ExtremeBERT is a toolkit that accelerates the pretraining and finetuning of BERT on customized datasets. Take a quick look at our documentation and paper.
We simplify the installation process of dependencies required by the package. They can be easily installed by a single command source install.sh
.
No other steps are needed!
Pretraining time can be reduced to a time-based value by defining --total_training_time=24.0
(24 hours for example).
Mixed precision is supported by adding --fp16
.
Support a large number of pre-training datasets. Users can easily use them via huggingface dataset hub.
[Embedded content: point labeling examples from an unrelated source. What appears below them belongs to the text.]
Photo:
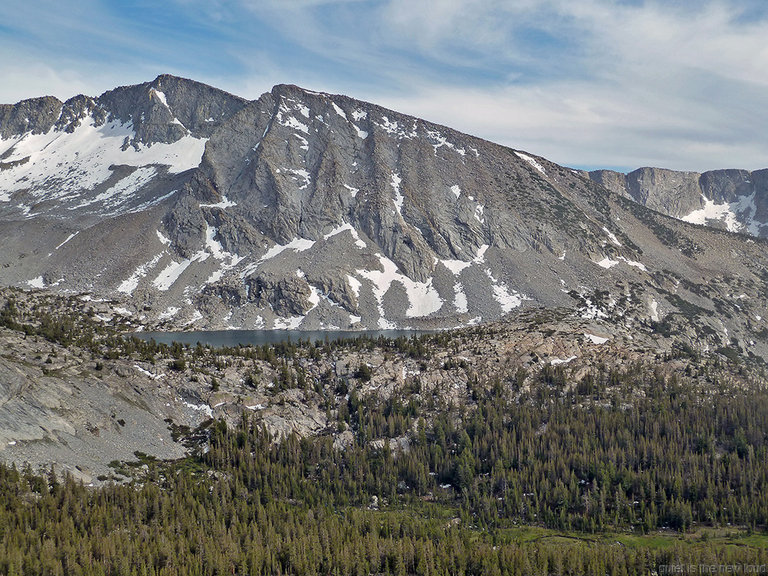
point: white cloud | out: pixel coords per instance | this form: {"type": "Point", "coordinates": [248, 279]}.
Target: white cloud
{"type": "Point", "coordinates": [593, 82]}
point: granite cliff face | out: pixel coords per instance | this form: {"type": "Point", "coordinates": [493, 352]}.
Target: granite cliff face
{"type": "Point", "coordinates": [733, 200]}
{"type": "Point", "coordinates": [194, 208]}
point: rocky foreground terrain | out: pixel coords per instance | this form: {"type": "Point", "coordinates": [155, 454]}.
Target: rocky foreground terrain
{"type": "Point", "coordinates": [76, 395]}
{"type": "Point", "coordinates": [172, 204]}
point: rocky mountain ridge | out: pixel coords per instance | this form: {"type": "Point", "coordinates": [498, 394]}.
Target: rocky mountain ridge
{"type": "Point", "coordinates": [733, 200]}
{"type": "Point", "coordinates": [190, 207]}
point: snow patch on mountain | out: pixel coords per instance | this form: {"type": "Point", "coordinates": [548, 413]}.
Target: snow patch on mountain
{"type": "Point", "coordinates": [532, 161]}
{"type": "Point", "coordinates": [57, 164]}
{"type": "Point", "coordinates": [422, 297]}
{"type": "Point", "coordinates": [129, 285]}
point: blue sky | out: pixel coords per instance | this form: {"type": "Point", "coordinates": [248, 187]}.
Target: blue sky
{"type": "Point", "coordinates": [621, 84]}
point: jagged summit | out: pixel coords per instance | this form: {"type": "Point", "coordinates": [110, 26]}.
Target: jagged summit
{"type": "Point", "coordinates": [197, 208]}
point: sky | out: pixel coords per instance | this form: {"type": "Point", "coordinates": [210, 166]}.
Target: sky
{"type": "Point", "coordinates": [618, 84]}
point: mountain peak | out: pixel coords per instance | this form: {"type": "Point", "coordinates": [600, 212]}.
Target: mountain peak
{"type": "Point", "coordinates": [197, 208]}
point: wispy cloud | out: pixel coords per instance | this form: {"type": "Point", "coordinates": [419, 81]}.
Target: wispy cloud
{"type": "Point", "coordinates": [589, 83]}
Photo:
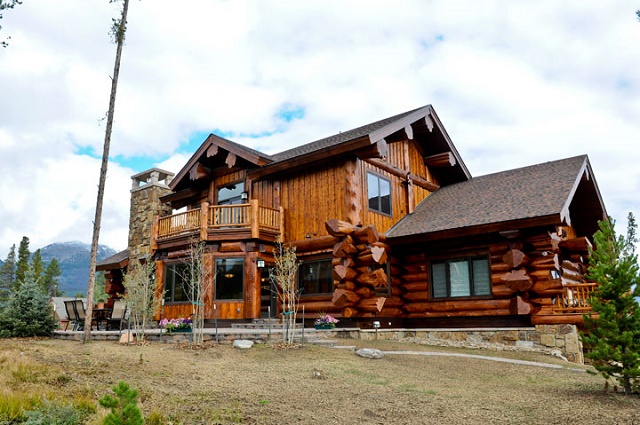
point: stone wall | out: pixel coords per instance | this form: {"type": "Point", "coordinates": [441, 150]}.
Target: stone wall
{"type": "Point", "coordinates": [146, 191]}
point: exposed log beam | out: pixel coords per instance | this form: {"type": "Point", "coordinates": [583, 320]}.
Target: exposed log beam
{"type": "Point", "coordinates": [199, 171]}
{"type": "Point", "coordinates": [231, 159]}
{"type": "Point", "coordinates": [418, 181]}
{"type": "Point", "coordinates": [444, 159]}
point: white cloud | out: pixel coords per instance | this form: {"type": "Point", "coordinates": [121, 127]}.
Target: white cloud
{"type": "Point", "coordinates": [514, 83]}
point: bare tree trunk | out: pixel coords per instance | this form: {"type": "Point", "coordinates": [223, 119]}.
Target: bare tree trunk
{"type": "Point", "coordinates": [119, 33]}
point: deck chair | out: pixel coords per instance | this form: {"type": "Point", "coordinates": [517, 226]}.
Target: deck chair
{"type": "Point", "coordinates": [81, 314]}
{"type": "Point", "coordinates": [119, 315]}
{"type": "Point", "coordinates": [71, 316]}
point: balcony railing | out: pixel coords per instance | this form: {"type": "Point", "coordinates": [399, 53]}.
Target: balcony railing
{"type": "Point", "coordinates": [250, 216]}
{"type": "Point", "coordinates": [574, 299]}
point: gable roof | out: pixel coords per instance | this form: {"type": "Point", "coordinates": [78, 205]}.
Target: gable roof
{"type": "Point", "coordinates": [550, 193]}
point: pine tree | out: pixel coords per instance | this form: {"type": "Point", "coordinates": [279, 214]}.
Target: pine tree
{"type": "Point", "coordinates": [7, 276]}
{"type": "Point", "coordinates": [23, 262]}
{"type": "Point", "coordinates": [613, 338]}
{"type": "Point", "coordinates": [28, 311]}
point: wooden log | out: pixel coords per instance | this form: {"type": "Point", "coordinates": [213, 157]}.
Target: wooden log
{"type": "Point", "coordinates": [343, 298]}
{"type": "Point", "coordinates": [349, 312]}
{"type": "Point", "coordinates": [376, 278]}
{"type": "Point", "coordinates": [390, 312]}
{"type": "Point", "coordinates": [344, 248]}
{"type": "Point", "coordinates": [544, 285]}
{"type": "Point", "coordinates": [344, 273]}
{"type": "Point", "coordinates": [517, 280]}
{"type": "Point", "coordinates": [515, 258]}
{"type": "Point", "coordinates": [415, 286]}
{"type": "Point", "coordinates": [339, 228]}
{"type": "Point", "coordinates": [582, 244]}
{"type": "Point", "coordinates": [458, 306]}
{"type": "Point", "coordinates": [315, 244]}
{"type": "Point", "coordinates": [367, 234]}
{"type": "Point", "coordinates": [520, 306]}
{"type": "Point", "coordinates": [371, 305]}
{"type": "Point", "coordinates": [365, 292]}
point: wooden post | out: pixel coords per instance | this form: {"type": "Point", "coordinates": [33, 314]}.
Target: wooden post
{"type": "Point", "coordinates": [204, 220]}
{"type": "Point", "coordinates": [253, 220]}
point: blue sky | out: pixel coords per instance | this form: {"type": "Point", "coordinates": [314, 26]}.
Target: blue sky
{"type": "Point", "coordinates": [515, 83]}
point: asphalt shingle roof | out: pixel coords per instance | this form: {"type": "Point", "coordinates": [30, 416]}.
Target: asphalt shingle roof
{"type": "Point", "coordinates": [529, 192]}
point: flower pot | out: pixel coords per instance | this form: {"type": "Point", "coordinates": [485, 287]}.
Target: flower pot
{"type": "Point", "coordinates": [324, 325]}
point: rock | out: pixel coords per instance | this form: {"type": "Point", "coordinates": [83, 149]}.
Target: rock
{"type": "Point", "coordinates": [243, 344]}
{"type": "Point", "coordinates": [370, 353]}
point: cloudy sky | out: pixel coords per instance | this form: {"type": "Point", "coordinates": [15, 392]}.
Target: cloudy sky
{"type": "Point", "coordinates": [514, 82]}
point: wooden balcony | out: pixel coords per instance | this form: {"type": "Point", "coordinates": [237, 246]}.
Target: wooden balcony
{"type": "Point", "coordinates": [219, 223]}
{"type": "Point", "coordinates": [574, 299]}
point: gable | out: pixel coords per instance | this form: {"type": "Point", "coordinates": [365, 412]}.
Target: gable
{"type": "Point", "coordinates": [552, 193]}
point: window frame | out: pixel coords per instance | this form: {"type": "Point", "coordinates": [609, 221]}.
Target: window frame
{"type": "Point", "coordinates": [472, 287]}
{"type": "Point", "coordinates": [379, 209]}
{"type": "Point", "coordinates": [215, 278]}
{"type": "Point", "coordinates": [299, 277]}
{"type": "Point", "coordinates": [174, 274]}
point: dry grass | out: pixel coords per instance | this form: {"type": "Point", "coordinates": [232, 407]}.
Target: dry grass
{"type": "Point", "coordinates": [221, 385]}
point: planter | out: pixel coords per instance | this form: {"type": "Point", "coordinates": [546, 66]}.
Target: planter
{"type": "Point", "coordinates": [324, 325]}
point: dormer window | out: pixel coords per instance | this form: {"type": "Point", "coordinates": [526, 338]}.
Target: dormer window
{"type": "Point", "coordinates": [379, 193]}
{"type": "Point", "coordinates": [231, 194]}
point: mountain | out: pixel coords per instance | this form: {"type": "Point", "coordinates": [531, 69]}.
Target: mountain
{"type": "Point", "coordinates": [74, 263]}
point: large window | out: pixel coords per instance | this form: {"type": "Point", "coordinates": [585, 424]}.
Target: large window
{"type": "Point", "coordinates": [229, 278]}
{"type": "Point", "coordinates": [232, 194]}
{"type": "Point", "coordinates": [175, 284]}
{"type": "Point", "coordinates": [314, 277]}
{"type": "Point", "coordinates": [379, 193]}
{"type": "Point", "coordinates": [461, 277]}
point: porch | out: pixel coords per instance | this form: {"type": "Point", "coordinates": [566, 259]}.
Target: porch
{"type": "Point", "coordinates": [219, 222]}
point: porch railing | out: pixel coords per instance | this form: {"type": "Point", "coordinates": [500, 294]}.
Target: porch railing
{"type": "Point", "coordinates": [250, 216]}
{"type": "Point", "coordinates": [574, 298]}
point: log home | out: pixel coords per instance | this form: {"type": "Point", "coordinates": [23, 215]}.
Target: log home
{"type": "Point", "coordinates": [388, 224]}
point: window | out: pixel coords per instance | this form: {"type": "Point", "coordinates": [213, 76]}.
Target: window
{"type": "Point", "coordinates": [175, 284]}
{"type": "Point", "coordinates": [231, 194]}
{"type": "Point", "coordinates": [229, 278]}
{"type": "Point", "coordinates": [314, 277]}
{"type": "Point", "coordinates": [379, 192]}
{"type": "Point", "coordinates": [462, 277]}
In addition, we also support users' custom dataset.
It is hard to verify the effectiveness of a new optimization method in LM pre-training. With our package, we support integration of customized optimizers and schedulers into the pipeline, which help researchers in the optimization community to easily verify their algorithms. Efficient optimization and data processing algorithms will also be added to future releases.
Model | Status |
---|---|
BERT | ✅ Supported |
RoBERTa, ALBERT, DeBERTa | 🚧 Developing |
- Linux Ubuntu >= 18.04.
- At least 20 GB GPU memory, e.g. GPU 3090 x1, or 2080Ti GPU x2, GeForce RTX 3070 x4, etc.
- At least 200GB disk space.
First, one may refer to configs/bert-simple.yaml
and make suitable configs for the pipeline, including datasets, number of gpus available, etc. Then, by simply running the following command, the whole pipeline will be executed stage by stage,
source install.sh; python main.py --config configs/bert-simple.yaml
which will run environment installation, dataset prepration, pretraining, finetuning and test result collection one by one and generate the .zip file for GLUE test server submission under output_test_translated/finetune/*/*.zip
.
Please refer to PIPELINE_CONFIG.md for more information about the YAML config file.
The details of each stages are illustrated in following sections.
run source install.sh
The dataset
directory includes scripts to pre-process the datasets we used in our experiments (Wikipedia, Bookcorpus). See dedicated README for full details.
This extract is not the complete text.